Are there any command line options that can improve the resolution

LIU-Yuxin / SyncMVD

Official PyTorch & Diffusers implementation of "Text-Guided Texturing by Synchronized Multi-View Diffusion"

MIT License

134 stars 9 forks source link

Are there any command line options that can improve the resolution #9

Open jloveric opened 7 months ago

jloveric commented 7 months ago

Some generations seem a bit grainy, is there a way from the command line to increase the resolution? I want to see if there is anything I can do here before trying to get this to work with SDXL.

LIU-Yuxin commented 7 months ago

You can try latent view size of 128 (check the config.py file). Though it seemed that using an even higher resolution using SD1.5 might have negative impact on the image quality?

jloveric commented 7 months ago

--latent_tex_size=2048 --latent_view_size=192 seems to help significantly for my use case

LIU-Yuxin commented 7 months ago

Interesting. Would you mind sharing the use case you are working on, and the comparisons before and after the resolution change if possible? By the way, did you face any memory issue when you go for a larger resolution?

jloveric commented 7 months ago

Buildings. So far I've gotten ride of the prompts for "side", "front", "back" and use 4 cameras above (3 at 3 different angles and one straight above) and then I use 3 on the bottom. Yes, I run out of memory on a 4090 an the above parameters are basically the limits of what 24GB Vram GPU can handle. I also use a building fine tuned model from CivitAI instead of standard SD.

bdcms1 commented 4 months ago

Buildings. So far I've gotten ride of the prompts for "side", "front", "back" and use 4 cameras above (3 at 3 different angles and one straight above) and then I use 3 on the bottom. Yes, I run out of memory on a 4090 an the above parameters are basically the limits of what 24GB Vram GPU can handle. I also use a building fine tuned model from CivitAI instead of standard SD.

@jloveric I'm also working on building texture generation. Could you provide more clues about the use of prompts for "side," "front," "back"? In addition, the model you mentioned was trained and fine-tuned from CivitAI through what process exactly? Could you provide more advice if possible? It would be great if you could share the model files. Thank you very much.

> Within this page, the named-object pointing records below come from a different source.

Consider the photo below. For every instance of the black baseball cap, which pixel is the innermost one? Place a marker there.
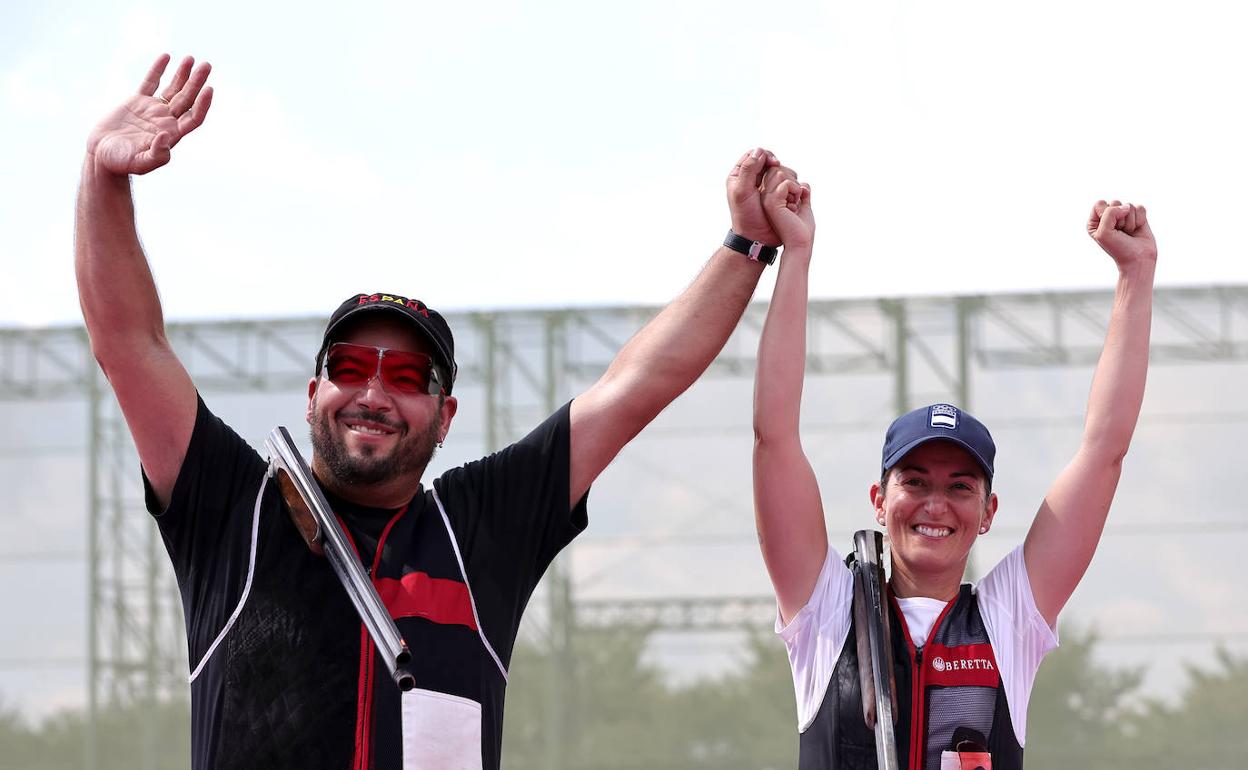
(428, 321)
(944, 422)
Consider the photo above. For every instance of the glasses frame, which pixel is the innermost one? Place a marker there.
(433, 388)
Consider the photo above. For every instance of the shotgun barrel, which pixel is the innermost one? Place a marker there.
(320, 528)
(875, 645)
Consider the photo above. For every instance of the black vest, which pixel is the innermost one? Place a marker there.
(951, 682)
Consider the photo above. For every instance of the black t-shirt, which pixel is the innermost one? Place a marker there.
(276, 652)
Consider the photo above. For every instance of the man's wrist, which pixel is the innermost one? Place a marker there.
(756, 251)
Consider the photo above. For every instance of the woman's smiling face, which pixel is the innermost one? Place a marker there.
(935, 503)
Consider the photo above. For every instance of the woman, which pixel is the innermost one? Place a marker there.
(965, 658)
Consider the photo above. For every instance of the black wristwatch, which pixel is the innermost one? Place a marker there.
(756, 251)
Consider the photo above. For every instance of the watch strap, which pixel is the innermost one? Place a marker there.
(756, 251)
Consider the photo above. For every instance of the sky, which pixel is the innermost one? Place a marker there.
(568, 154)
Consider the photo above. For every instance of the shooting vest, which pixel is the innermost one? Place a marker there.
(950, 683)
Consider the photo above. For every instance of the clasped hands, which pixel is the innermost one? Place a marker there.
(768, 204)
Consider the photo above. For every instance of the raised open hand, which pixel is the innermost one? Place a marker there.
(786, 202)
(745, 199)
(137, 136)
(1123, 232)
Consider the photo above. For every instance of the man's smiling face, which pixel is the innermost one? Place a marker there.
(372, 433)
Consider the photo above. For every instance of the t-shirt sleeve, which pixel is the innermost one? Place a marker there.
(1018, 633)
(816, 634)
(511, 516)
(206, 527)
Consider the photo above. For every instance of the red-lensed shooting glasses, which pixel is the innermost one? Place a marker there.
(352, 366)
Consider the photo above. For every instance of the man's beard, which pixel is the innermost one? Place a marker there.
(411, 454)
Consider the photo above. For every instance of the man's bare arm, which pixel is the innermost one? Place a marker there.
(116, 291)
(1067, 527)
(677, 346)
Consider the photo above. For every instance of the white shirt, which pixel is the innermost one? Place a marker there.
(1018, 634)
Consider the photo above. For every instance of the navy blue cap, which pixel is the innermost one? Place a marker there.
(944, 422)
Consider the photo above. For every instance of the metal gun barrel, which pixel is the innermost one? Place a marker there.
(869, 583)
(285, 457)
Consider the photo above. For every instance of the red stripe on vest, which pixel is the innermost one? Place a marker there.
(965, 664)
(418, 595)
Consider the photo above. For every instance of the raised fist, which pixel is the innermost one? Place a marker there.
(1122, 231)
(745, 197)
(786, 202)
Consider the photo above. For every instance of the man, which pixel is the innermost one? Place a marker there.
(282, 673)
(965, 658)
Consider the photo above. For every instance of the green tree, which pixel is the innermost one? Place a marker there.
(1080, 710)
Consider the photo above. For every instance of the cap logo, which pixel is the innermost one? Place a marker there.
(413, 305)
(942, 416)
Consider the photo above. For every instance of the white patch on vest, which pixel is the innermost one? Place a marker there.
(441, 731)
(246, 585)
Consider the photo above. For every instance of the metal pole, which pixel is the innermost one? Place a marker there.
(91, 743)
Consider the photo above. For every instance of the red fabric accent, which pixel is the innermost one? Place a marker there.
(363, 759)
(418, 595)
(967, 664)
(975, 760)
(920, 658)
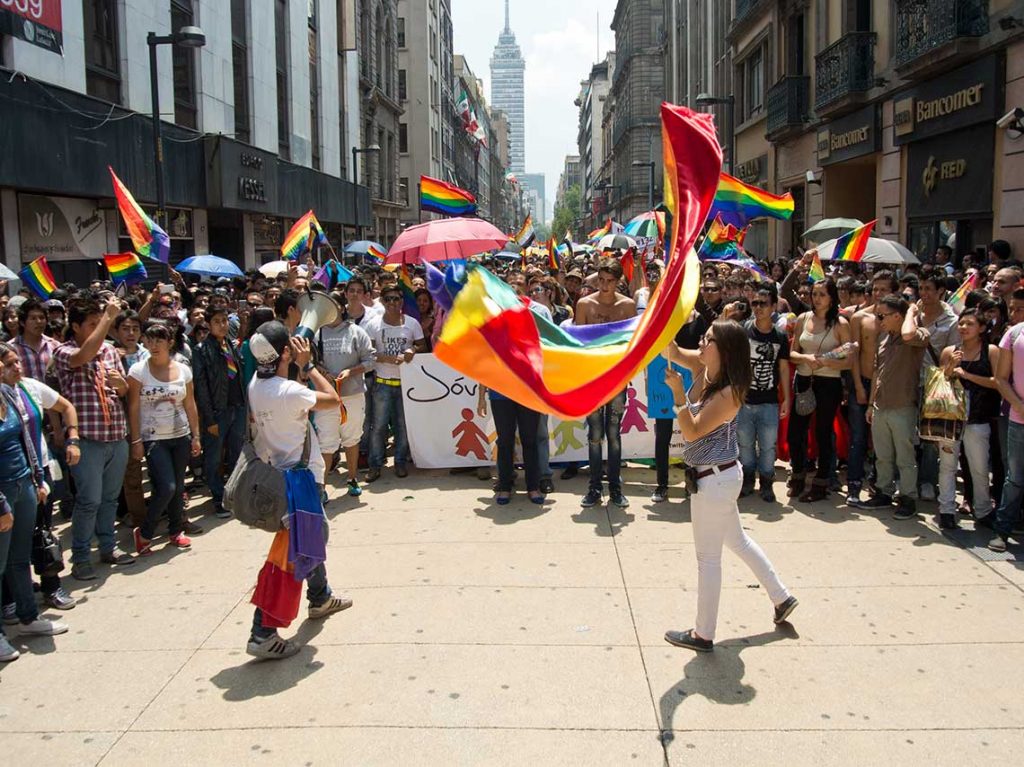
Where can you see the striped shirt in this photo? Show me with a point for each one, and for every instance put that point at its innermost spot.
(718, 446)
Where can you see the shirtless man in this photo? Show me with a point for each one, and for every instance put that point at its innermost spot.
(605, 306)
(863, 330)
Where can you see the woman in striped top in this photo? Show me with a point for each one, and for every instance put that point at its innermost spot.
(708, 421)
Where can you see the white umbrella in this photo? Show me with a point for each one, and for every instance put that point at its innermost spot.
(879, 251)
(271, 269)
(828, 228)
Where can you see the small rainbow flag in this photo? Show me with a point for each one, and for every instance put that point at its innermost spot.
(446, 199)
(817, 271)
(38, 277)
(525, 236)
(148, 239)
(851, 246)
(374, 256)
(302, 237)
(409, 305)
(124, 267)
(738, 203)
(957, 299)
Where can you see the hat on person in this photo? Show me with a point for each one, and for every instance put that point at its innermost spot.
(266, 345)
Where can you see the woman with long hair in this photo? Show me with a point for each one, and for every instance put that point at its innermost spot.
(818, 334)
(707, 418)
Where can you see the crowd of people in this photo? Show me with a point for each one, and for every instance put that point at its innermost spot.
(102, 388)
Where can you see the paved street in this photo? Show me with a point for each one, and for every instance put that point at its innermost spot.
(524, 636)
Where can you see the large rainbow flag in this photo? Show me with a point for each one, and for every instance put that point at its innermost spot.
(738, 203)
(146, 237)
(493, 337)
(446, 199)
(304, 235)
(38, 277)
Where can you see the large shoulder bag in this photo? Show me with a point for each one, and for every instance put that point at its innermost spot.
(255, 492)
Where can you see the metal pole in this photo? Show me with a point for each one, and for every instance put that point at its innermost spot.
(158, 144)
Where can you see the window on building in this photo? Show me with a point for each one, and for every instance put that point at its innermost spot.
(102, 68)
(184, 67)
(281, 45)
(240, 68)
(313, 85)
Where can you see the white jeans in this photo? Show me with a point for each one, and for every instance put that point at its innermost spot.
(976, 448)
(716, 521)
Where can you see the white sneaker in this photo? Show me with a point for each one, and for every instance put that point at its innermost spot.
(7, 652)
(42, 627)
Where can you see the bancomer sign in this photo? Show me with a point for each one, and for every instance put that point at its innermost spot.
(965, 96)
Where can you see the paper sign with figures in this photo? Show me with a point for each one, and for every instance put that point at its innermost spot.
(445, 431)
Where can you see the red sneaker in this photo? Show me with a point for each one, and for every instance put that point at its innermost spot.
(181, 541)
(142, 547)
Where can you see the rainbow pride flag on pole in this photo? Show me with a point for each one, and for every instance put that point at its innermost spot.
(146, 237)
(38, 277)
(446, 199)
(851, 246)
(302, 238)
(738, 203)
(124, 267)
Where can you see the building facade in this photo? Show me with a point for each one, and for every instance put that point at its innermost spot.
(508, 92)
(255, 140)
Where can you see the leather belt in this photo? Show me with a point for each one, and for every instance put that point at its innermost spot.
(715, 469)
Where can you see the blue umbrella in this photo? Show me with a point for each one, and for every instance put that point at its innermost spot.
(210, 266)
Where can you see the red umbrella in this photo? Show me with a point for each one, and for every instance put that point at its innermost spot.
(444, 240)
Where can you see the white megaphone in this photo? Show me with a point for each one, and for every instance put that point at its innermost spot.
(317, 309)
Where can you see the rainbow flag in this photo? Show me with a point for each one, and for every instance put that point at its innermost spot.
(38, 277)
(409, 305)
(738, 203)
(957, 299)
(446, 199)
(851, 246)
(300, 240)
(492, 337)
(817, 271)
(525, 236)
(146, 237)
(124, 267)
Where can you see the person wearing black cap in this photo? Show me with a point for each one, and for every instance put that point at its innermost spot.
(280, 408)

bdcms1 commented 4 months ago

@jloveric @LIU-Yuxin I have another question. When the building model is very simple, even represented by just a simple cuboid, the generated textures for such a simple building appear too basic. The facade of the building may just have a plain color without any structural details such as windows or balconies being generated. I would like to hear some suggestions on how to improve this. Thank you.

LIU-Yuxin commented 4 months ago

@jloveric @LIU-Yuxin I have another question. When the building model is very simple, even represented by just a simple cuboid, the generated textures for such a simple building appear too basic. The facade of the building may just have a plain color without any structural details such as windows or balconies being generated. I would like to hear some suggestions on how to improve this. Thank you.

I have updated an extra hyper parameter in the latest commit. It will help the generation of some fine details when the sd+controlnet model is uncertain about the object appearance, for example, the chair sample in the readme page. You may try it out, but not very certain if it will help in your specific case.

jloveric commented 4 months ago

@bdcms1 This is one of my forks of the repo where I have some of my changes https://github.com/LIU-Yuxin/SyncMVD/compare/main...jloveric:SyncMVD:main and you can see it looks like I used architecturerealmix_v1repair from civitAI (I may have found a version on hugging face...). Also there is one other parameter I had to switch, I believe it was "depth" vs "normal" for the controlnet. You need to use "depth" if I recall.

bdcms1 commented 4 months ago

@jloveric @LIU-Yuxin I have another question. When the building model is very simple, even represented by just a simple cuboid, the generated textures for such a simple building appear too basic. The facade of the building may just have a plain color without any structural details such as windows or balconies being generated. I would like to hear some suggestions on how to improve this. Thank you.

I have updated an extra hyper parameter in the latest commit. It will help the generation of some fine details when the sd+controlnet model is uncertain about the object appearance, for example, the chair sample in the readme page. You may try it out, but not very certain if it will help in your specific case.

Thank you very much for your assistance. I truly appreciate it. I also wanted to inquire if SyncMVD supports using image prompt. Additionally, do you have any recommendations or tips for utilizing image prompt effectively?